Cadbury Dairy Milk to go Fairtrade in South Africa: a totally African Affair
Jun 7th 2011, 09:35
Johannesburg, South Africa, 7 June. Fairtrade Label South Africa (FLSA), the national member of Fairtrade International, and Fairtrade Africa, the network of African producer organisations, are pleased to confirm today that Kraft Foods much-loved chocolate slab, Cadbury Dairy Milk [plain], is to become the first Fairtrade certified confectionery brand in South Africa. Slabs carrying the FAIRTRADE Mark are due to appear on shelf towards the end of the year.
“Cadbury Dairy Milk [plain] going Fairtrade in South Africa is a major breakthrough for the whole of the Fairtrade movement in Africa with the first ever Fairtrade chocolate slab made and sold in Africa. The Fairtrade cocoa is from West Africa and manufacturing is taking place in Port Elizabeth at Kraft Foods Cadbury factory,” says Michael Nkonu, Executive Director of Fairtrade Africa. “This intra-Africa trade on Fairtrade terms can effectively empower producers as it will enable them to improve their own lives and hence contribute to real, sustainable change in Africa.”

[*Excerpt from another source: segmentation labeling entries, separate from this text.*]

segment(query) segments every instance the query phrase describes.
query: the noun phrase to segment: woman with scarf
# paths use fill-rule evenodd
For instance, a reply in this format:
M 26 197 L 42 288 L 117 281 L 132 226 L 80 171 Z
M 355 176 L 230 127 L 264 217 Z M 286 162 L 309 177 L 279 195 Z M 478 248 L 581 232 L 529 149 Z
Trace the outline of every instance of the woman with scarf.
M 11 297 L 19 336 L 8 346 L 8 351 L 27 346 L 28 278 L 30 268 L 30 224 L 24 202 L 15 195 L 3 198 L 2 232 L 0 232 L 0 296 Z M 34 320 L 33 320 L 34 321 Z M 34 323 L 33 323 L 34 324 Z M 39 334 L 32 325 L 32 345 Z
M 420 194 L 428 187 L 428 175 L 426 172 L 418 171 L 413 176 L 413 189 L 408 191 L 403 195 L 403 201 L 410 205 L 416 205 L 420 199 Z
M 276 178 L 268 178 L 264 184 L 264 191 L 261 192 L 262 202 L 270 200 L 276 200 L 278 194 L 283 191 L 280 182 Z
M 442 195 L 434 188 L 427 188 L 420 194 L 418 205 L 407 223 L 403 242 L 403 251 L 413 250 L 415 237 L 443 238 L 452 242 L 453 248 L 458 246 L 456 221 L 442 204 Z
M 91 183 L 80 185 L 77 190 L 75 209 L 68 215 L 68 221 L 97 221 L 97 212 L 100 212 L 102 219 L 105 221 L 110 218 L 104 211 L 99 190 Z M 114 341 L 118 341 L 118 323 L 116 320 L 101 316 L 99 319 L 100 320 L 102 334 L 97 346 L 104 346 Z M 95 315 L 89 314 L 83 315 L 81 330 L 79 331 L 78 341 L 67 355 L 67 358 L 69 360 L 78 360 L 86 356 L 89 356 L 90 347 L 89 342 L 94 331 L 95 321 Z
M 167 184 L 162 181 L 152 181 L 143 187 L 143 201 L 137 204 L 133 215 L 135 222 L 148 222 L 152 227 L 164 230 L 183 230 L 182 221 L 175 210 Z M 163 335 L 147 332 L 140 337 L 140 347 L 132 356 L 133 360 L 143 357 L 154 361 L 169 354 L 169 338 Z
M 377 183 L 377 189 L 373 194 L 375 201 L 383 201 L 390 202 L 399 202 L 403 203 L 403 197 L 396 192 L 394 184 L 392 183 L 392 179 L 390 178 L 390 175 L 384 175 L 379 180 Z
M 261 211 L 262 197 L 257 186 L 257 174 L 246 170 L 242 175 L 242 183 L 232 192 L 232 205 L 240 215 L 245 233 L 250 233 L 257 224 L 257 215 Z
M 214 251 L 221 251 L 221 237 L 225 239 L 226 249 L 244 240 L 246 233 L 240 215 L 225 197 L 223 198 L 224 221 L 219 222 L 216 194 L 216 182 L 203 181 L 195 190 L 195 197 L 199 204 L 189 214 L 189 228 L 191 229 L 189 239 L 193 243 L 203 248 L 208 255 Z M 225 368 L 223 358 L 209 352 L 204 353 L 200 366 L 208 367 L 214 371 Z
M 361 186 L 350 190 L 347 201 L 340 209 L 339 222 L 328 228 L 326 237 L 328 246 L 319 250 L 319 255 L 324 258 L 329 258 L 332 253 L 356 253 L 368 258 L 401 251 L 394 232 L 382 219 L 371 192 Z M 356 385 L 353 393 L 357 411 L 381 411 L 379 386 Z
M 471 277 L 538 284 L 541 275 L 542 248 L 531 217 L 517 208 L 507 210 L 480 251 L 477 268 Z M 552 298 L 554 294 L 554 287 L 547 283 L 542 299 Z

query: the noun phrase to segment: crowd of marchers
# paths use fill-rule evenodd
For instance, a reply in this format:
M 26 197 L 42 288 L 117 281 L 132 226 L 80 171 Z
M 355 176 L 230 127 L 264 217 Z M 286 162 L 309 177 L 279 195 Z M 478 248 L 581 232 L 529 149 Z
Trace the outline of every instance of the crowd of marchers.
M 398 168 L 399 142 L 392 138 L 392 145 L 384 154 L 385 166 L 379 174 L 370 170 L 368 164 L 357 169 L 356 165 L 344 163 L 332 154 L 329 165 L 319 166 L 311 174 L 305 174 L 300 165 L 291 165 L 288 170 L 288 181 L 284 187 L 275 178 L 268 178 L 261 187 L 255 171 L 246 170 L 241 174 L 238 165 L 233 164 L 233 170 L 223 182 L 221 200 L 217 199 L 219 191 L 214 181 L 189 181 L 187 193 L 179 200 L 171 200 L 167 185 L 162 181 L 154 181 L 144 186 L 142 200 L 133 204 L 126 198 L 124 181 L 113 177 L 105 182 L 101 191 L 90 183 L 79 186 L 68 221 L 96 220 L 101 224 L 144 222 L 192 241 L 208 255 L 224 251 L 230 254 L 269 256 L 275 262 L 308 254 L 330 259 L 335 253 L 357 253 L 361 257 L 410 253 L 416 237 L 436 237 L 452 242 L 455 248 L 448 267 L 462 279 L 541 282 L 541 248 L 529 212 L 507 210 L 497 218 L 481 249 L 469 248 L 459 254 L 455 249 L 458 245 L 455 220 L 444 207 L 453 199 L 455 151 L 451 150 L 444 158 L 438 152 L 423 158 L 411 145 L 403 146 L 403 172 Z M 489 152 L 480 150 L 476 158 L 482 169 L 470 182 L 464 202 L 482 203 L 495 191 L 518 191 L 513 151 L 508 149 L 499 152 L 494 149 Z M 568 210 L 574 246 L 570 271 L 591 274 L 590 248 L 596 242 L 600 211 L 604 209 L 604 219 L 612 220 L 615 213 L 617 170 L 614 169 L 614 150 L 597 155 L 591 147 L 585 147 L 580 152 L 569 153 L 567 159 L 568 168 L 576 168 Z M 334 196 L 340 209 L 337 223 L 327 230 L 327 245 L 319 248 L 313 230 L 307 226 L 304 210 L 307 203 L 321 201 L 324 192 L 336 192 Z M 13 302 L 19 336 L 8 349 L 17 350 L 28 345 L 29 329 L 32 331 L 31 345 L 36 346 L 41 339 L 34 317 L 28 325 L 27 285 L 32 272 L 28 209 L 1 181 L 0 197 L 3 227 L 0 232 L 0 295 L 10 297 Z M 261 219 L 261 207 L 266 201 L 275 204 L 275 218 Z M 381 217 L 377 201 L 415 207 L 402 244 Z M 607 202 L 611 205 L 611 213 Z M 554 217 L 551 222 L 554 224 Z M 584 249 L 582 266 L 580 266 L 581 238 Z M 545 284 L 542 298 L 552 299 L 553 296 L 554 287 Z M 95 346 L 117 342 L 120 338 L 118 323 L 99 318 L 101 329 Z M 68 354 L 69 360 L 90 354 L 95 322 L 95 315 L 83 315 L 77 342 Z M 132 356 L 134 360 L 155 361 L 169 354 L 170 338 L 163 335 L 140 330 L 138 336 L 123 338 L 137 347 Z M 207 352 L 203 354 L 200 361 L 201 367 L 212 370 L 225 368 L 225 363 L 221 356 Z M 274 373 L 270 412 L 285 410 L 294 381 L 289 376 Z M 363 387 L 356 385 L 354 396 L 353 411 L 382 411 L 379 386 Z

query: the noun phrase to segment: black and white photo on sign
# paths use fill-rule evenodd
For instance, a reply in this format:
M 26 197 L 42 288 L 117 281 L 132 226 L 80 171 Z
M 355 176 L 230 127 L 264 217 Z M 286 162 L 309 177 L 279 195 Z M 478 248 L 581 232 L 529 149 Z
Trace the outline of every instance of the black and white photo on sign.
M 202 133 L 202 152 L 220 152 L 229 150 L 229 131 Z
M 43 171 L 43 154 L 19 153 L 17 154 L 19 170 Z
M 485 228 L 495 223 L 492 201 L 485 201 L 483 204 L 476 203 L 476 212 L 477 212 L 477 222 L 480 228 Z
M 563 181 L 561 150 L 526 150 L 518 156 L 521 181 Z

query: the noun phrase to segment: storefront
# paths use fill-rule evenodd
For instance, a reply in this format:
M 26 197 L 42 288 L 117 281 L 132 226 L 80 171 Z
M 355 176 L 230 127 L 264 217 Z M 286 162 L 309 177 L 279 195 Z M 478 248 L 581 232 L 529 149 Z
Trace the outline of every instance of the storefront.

Fairtrade Africa represents over 500,000 African small-scale producers and farm workers supplying the international Fairtrade market in 23 countries. Until 2008, South Africa only exported Fairtrade products to Northern countries, mostly in Europe, but due to a growing demand for locally produced sustainable products Fairtrade decided to offer its products directly to African consumers, starting in South Africa. There are now 15 local wineries and one local coffee roaster selling Fairtrade labelled brands in the country and imported coffee, tea and sugar is available. Fairtrade products are currently available in Pick n Pay’s, Ultra Liquor stores, Spars and coffee shops. Apart from South Africa, Kenya is the second market in Africa where Fairtrade products can be found on the shelves in local shops.
“Fairtrade Africa is delighted that South Africa’s flagship chocolate brand is leading the way in taking Fairtrade mainstream in what is already one of the world’s largest Fairtrade-producing countries and is becoming an increasingly important Fairtrade market,” Michael Nkonu adds. “By establishing this all African cocoa supply chain, South Africans can enjoy their chocolate bar knowing it is a totally African affair. South Africans, who are showing increasing interest in issues of sustainability and the environment, are now, with Fairtrade, able to help support a system which tackles these challenges from the grower’s perspective.”
With Fairtrade, chocolate companies pay the guaranteed Fairtrade minimum price of US$2000 per tonne of cocoa beans or the current world market price, whichever is higher. The minimum price is based on the costs of production and aims to protect smallholders from the volatility of cocoa prices. The farmers’ groups also receive the Fairtrade Premium of US$200 per tonne, which they invest in social, environmental or economic projects that benefit their communities. FLO-Cert, the independent certification body for Fairtrade International, monitors and audits the supply chain against internationally agreed Fairtrade standards.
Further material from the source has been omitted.